Black hole bound states in AdS_3 x S^2

TL;DR

This paper constructs and analyzes geometries dual to 1+1D (0,4) CFTs from wrapped M5-branes, revealing black hole bound states, phase transitions, and instabilities in AdS_3 x S^2 backgrounds, with implications for dual CFTs.

Contribution

It systematically constructs dual geometries, explores black hole bound states, and links solution components to attractor flow trees, advancing understanding of AdS_3 x S^2 holography.

Findings

Existence of multicentered black hole bound states.

Identification of a thermodynamic instability of small supersymmetric BTZ black holes.

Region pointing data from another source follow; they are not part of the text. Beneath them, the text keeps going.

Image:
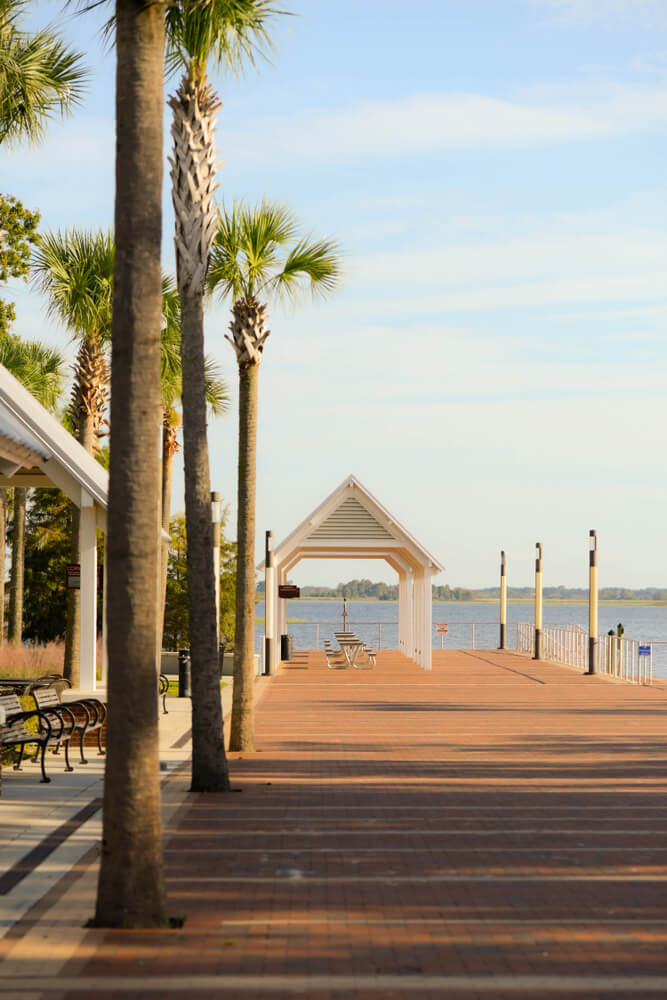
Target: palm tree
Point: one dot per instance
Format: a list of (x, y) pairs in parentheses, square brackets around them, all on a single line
[(130, 889), (39, 76), (217, 398), (41, 370), (227, 33), (257, 255), (74, 270)]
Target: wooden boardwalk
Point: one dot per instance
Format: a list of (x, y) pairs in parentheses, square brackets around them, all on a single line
[(496, 828)]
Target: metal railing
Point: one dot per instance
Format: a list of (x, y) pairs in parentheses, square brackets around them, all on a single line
[(620, 657), (568, 644)]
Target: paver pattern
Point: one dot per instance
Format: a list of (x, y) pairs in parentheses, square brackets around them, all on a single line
[(493, 828)]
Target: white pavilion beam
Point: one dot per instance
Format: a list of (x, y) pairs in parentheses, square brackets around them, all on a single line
[(88, 561)]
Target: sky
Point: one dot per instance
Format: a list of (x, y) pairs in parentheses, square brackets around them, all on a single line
[(492, 367)]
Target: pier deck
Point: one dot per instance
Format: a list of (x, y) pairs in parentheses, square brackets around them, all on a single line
[(495, 828)]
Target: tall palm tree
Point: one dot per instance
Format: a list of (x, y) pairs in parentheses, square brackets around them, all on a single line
[(74, 270), (41, 369), (130, 889), (217, 399), (257, 255), (226, 33), (39, 76)]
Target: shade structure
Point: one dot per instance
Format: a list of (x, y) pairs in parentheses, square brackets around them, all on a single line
[(37, 451), (352, 523)]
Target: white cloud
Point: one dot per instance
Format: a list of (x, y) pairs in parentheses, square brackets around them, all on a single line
[(431, 123), (594, 10)]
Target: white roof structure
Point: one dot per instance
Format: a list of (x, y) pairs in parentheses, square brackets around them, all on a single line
[(37, 451), (352, 523)]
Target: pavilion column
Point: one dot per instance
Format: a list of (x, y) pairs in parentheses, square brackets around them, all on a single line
[(88, 562), (401, 612), (408, 615), (427, 620)]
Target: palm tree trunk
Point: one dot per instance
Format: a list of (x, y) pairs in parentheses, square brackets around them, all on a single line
[(131, 888), (209, 763), (167, 473), (72, 660), (242, 735), (3, 532), (15, 632)]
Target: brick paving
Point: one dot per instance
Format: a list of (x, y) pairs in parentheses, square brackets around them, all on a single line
[(494, 828)]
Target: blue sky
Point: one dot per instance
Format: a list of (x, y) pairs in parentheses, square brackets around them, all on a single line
[(493, 366)]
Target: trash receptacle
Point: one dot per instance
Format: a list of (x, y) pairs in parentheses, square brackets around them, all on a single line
[(184, 674), (286, 646)]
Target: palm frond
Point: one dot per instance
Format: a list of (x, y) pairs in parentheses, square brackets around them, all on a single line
[(40, 368), (74, 270), (217, 390), (315, 264), (40, 77)]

Proposal of a phase transition related to localization on S^2.

Abstract

We systematically construct the geometries dual to the 1+1 dimensional (0,4) conformal field theories that arise in the low-energy description of wrapped M5-branes in S^1 x CY_3 compactifications of M-theory. This includes a large number of multicentered black hole bound states asymptotic to AdS_3 x S^2. In addition, we find many geometries that develop multiple, mutually decoupled AdS_3 x S^2 throats. We argue there is a useful one to one correspondence between the connected components of the space of solutions and particular limits of type IIA attractor flow trees. We point out that there is a thermodynamic instability of small supersymmetric BTZ black holes to localization on the S^2, a supersymmetric and exactly solvable analog of the well known AdS-Schwarzschild localization instability, and identify this with the ``Entropy Enigma'' in four dimensions. We discuss the phase transition this suggests, and initiate the CFT interpretation of these results.